Can the Bulls defeat the heavily favored Lakers?
With Derrick Rose in the lineup, the answer is yes.
The former MVP took matters in his own hands late in the game.
First, he disrupted a pass that was intended for Kobe. The ball went to Luol Deng and he quickly gave it to Rose. Rose, with Derek Fisher guarding him, was able to find a little room to shoot. He releases a high-arcing shot that soars over Pau Gasol’s outstretched arm and in the basket to give the Bulls an 88-87 lead.
Eventually the Bulls would seize the win after Deng and Rose joined forces to block Kobe’s game-winning attempt in the final 4.6 seconds.
Off the dribble, Derrick Rose can lull a defender to sleep. Look no further than his buzzer-beating shot against the Milwaukee Bucks on March 7, 2012.
The Bucks' Brandon Jennings was guarding Rose at the time of the basket. Rose started his dribble as the clock began to wind down, with 14 seconds left. With Jennings staying stride for stride, Rose knew he had to do something different.
As the seconds continued to wane, Rose dribbled just inside the three-point arc. Once gaining some space, he successfully completed a step-back jump shot as the ball swished through the net with time expiring.
Rose spoke to reporters (via ESPN.com) about the incredible shot shortly after the game.
It was like a kid, all the things that you dream about. It felt good. You're on the road, going against a team that's giving you their all and you hit a nice shot like that.
Rose has made several game-winning shots before against a Central Division rival, but this may stands out as his best.
Among the highlights in Rose’s career, receiving the NBA’s Most Valuable Player award at the age of 20 stands out as the greatest.
It is not one play that makes a player the MVP—it takes a compilation of them.

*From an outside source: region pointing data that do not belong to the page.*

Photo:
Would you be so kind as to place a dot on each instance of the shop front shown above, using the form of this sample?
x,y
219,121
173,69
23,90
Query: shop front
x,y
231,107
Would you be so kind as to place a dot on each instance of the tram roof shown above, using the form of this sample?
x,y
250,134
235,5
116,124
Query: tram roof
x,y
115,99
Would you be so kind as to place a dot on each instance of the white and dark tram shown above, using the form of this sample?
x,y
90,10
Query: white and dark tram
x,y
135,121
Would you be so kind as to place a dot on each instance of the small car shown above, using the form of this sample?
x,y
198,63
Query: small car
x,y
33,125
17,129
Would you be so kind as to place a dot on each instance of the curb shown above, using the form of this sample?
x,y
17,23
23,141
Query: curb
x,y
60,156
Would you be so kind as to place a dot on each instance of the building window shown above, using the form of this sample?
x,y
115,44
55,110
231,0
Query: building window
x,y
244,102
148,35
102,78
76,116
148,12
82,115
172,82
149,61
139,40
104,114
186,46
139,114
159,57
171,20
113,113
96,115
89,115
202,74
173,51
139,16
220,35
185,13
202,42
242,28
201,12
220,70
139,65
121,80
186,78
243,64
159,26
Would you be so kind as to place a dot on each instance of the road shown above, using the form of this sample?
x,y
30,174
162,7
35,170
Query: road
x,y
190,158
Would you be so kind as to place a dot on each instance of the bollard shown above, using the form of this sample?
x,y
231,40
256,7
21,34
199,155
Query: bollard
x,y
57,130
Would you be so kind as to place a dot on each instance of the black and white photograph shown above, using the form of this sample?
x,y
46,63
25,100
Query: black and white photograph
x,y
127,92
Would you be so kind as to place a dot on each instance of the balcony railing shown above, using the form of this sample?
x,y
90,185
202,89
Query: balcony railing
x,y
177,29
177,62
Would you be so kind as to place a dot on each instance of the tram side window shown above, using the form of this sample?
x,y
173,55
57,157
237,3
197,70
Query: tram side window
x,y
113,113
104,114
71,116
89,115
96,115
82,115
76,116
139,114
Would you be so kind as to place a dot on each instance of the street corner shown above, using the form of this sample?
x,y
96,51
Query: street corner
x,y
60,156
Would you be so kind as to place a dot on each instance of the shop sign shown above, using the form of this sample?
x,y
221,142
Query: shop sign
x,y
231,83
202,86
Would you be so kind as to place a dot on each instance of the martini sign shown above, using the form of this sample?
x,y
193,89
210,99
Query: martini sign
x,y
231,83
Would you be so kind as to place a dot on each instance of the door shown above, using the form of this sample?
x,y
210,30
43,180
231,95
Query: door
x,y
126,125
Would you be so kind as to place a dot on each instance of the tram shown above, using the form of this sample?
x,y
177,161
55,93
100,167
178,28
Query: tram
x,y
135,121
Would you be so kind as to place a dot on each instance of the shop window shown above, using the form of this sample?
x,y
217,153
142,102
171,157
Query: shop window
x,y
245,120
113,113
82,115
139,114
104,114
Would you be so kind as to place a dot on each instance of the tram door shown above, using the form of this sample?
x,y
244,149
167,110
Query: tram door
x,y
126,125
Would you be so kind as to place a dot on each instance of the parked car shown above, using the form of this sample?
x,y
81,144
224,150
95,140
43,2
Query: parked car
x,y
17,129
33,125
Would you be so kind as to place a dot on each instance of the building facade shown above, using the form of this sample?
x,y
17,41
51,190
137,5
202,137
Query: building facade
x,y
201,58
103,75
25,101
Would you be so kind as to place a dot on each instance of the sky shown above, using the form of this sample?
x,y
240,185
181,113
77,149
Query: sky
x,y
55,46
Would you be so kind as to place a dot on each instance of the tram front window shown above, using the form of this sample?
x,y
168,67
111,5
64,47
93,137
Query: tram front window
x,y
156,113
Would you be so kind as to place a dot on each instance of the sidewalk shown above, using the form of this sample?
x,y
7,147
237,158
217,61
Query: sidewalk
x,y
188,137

Once you have taken a look into his four NBA seasons, you see two constants. The first are his late-game heroics.
How can anyone forget his crossovers against opponents, the slam dunks that have ignited crowds in several arenas and his game-winning shots? We have witnessed the significant growth in his defense over the years.
Rose earned our praise.
Unfortunately, injuries have become the second constant during his tenure.
I will not begin to suggest that Rose is injury-prone. Doing so is an injustice to him. Before this season, Rose missed 32 games due to injuries, with 27 of those contests coming during a truncated year.
Rose must prove to himself that he can stay healthy. He does not owe us anything regarding his well being.
The plan going forward must be for Rose to return to playing basketball while maintaining his health. Staying healthy will be difficult as the 82-game schedule is a grind. This has to weigh heavily on Rose’s mind as he finds himself facing the tough decision of playing now or later.
One thing is for certain, it does not matter if he resumes his career before the season is done or at the start of training camp in September. We all want to see him raise the MVP trophy once more while leading the Bulls to an NBA championship.
If both of those accomplishments happen, they will become the second and third-greatest highlights of a storied career. It will also mean that the Derrick Rose we all know and love is back on the top where he belongs.